Johiro was average growing up-at least he thought so . Sure he got picked on abit in school but doesn't everybody. So what if he was a little bit smarter than the other kids, or his teachers. its not like that made any difference he still had a fun childhood rebuilding his toys and tvs and anything else left lying around for to long. Its not like it was anything special when he got his first degree at 18 people much younger had done it. He only started think something might be a little bit different about him when he was forced to rebuild the schools particle accelerator because it wasnt working right for one of his experiments and was later told that have of it was still to be delivered next week. It was then he finaly started to realize that he had a knack for certain things. He then dove into his research into temporal deviation trying to find a method for time travel. After a long year of work He was finaly forced to admit that even he couldnt crack the secrets of time travel, however temporal manipulation was a different matter entirely. During his many experiments he had managed to develope a working Simultaneous Linear Inversion Causality Engine Reviser(SLICER). He continued to revise his slicer system until he was able to shrink from a room filling system to a back pack and set of wrist and ankle bands. Now all that was left was the first test run. Unfortunatly he made one slight mistake-HE activated it in his lab-Where his original unit was still operational-Just as a word of caution if you ever want to try this-Dont double invert-when he woke up he wasnt sure where he was and has no idea what happened to his lab.(If it works that is where I would like to start the character)


----------



## Kalanyr (Nov 13, 2004)

8 dex 18 4 +3points  <- This isn't right, Dex 18 is 9 points, Dex 15 (18-3 points from level) is 7.5 points, either way this is wrong.

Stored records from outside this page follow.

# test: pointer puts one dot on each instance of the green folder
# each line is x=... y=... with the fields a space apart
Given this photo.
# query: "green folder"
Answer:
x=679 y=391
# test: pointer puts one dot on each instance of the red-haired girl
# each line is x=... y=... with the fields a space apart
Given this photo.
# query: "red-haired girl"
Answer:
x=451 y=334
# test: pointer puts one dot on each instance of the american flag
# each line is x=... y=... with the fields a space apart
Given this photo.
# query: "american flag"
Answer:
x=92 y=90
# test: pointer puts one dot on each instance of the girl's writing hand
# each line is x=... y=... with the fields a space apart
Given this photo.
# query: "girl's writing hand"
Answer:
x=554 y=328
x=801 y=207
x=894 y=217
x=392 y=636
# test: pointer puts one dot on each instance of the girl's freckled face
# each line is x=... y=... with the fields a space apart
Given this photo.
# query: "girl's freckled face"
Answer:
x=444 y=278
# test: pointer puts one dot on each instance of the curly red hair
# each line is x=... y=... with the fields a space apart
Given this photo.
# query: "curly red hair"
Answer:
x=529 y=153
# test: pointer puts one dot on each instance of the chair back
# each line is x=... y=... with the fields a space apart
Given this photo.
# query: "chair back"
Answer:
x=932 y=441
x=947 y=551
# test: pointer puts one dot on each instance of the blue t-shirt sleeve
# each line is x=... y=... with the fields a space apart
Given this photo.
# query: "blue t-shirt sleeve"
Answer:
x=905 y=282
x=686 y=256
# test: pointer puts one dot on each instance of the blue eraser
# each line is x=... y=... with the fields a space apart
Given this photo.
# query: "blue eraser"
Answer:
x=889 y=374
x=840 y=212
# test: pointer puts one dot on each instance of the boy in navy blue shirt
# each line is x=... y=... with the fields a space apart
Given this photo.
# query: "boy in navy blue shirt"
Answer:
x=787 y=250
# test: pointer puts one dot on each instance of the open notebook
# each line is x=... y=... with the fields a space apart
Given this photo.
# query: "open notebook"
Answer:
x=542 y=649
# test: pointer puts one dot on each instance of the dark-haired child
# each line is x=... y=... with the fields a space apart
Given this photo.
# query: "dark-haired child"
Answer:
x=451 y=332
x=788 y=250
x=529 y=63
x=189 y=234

Part from that looks good.


----------



## Kalanyr (Nov 13, 2004)

There's no cap on skill points. 

Persistant of abuse of 3d4 vs 1d12 will merely result in me powergaming the enemies more. (Pretty simply really).


----------



## Zack2216 (Nov 13, 2004)

Buahaha! I was thinking about that, but I wanted to limit the amount of grief both sides would be suffering.


----------



## kyloss (Nov 13, 2004)

Yea the 7.5 for the 15 was off set by the 5.5 for the 11 in wisdom-the points add up it was just a quick import from a xl sheet even then the formating didnt hold. 

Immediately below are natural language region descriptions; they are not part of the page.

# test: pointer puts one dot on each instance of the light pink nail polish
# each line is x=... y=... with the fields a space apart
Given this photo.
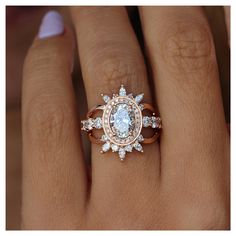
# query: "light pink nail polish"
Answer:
x=51 y=25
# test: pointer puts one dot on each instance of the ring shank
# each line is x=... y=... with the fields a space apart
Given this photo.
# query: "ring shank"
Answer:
x=98 y=108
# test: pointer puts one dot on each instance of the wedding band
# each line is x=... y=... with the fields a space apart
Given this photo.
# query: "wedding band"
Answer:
x=122 y=122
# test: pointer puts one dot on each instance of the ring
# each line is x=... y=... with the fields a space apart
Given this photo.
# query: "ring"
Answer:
x=122 y=121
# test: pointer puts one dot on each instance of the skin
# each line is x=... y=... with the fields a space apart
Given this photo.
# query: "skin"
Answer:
x=181 y=182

I am working on a basic mecha to give some armor speed and attack as a power suit and I am trying to figure out is it more efficent to do it that way or just as an item of power kind of thing.


----------



## Zack2216 (Nov 19, 2004)

mmmmm, *bump*


----------



## kyloss (Nov 24, 2004)

<sounds of crickets chirping>


----------



## Festy_Dog (Nov 25, 2004)

I think Kal has been detained from keeping up with the boards lately because of family matters, he'll show up again.


----------



## Kalanyr (Nov 25, 2004)

I'm around. Any idea who/what we are waiting on ?


----------



## Festy_Dog (Nov 25, 2004)

Here's my character:

Galeda (true name: Kaz'nel'tharian) 
Medium Humanoid (Demon Spirit)
Occupation:	classless
Hit Dice:		8d4+8 (30hp)		
Initiative:		+11 (+18 in Midnight)
Speed:		72'
Defence:		+13 (+21 vs. ranged and melee attacks, +22 while in mecha)
Base Attack/Grapple: na (+25 in Midnight)
Attack:		na (Midnight: slam +32 (d8+15/20), vibro-claw +32 (5d10+15/20), rail cannon +28 (10d20/20, 1000' increment))
Full Attack:	na (Midnight: slam +32/+27 (d8+15/20), vibro-claw +32/+27 (5d10+15/20), rail cannon +28/+23 (10d20/20, 1000' increment))
Space/Reach:	na (Midnight: 10'/10')
Saves:		fort +3/2, reflex +13/6, will +10/6	

Abilities:		str -, dex 24, con 12, int 24, wis 18, cha 10

Skills:							
gamble (computer games) +21/14
knowledge (arcane - arcane symbols) +21/14
knowledge (electronics - robotics) +19/12
knowledge (mechanics - gunsmith) +19/12
knowledge (military sciences - hardware recognition) +19/12
knowledge (occult - spirits) +21/14
knowledge (physical sciences - engineering) +19/12
knowledge (religion - christianity) +21/14
navigate +21/14 (+24 in Midnight)
listen +18/14
pilot +21/14 (+28 in Midnight)
sense motive +18/14
spot +18/14
heavy weapons (gunnery) +9/9
ranged defence (mecha) +8/8
melee attack (mecha) +8/8
melee defense (mecha) +8/8

Feats:						
accuracy
judge opponent
point blank shot
rapid shot
improved intiative

Languages: 	Abyssal, Infernal, Celestial, Draconic, Sylvan, Elven, Dwarven, Common
Age:		older than most, and then some
Height:		aprox. 6'
Weight:		-

Attributes:
Own a Big Mecha (4)
Attack Combat Mastery (6)				
Defence Combat Mastery (6)			
Heightened Senses (vision, hearing, can see other outsiders)
Reincarnation (2, irrepairable destruction of Midnight)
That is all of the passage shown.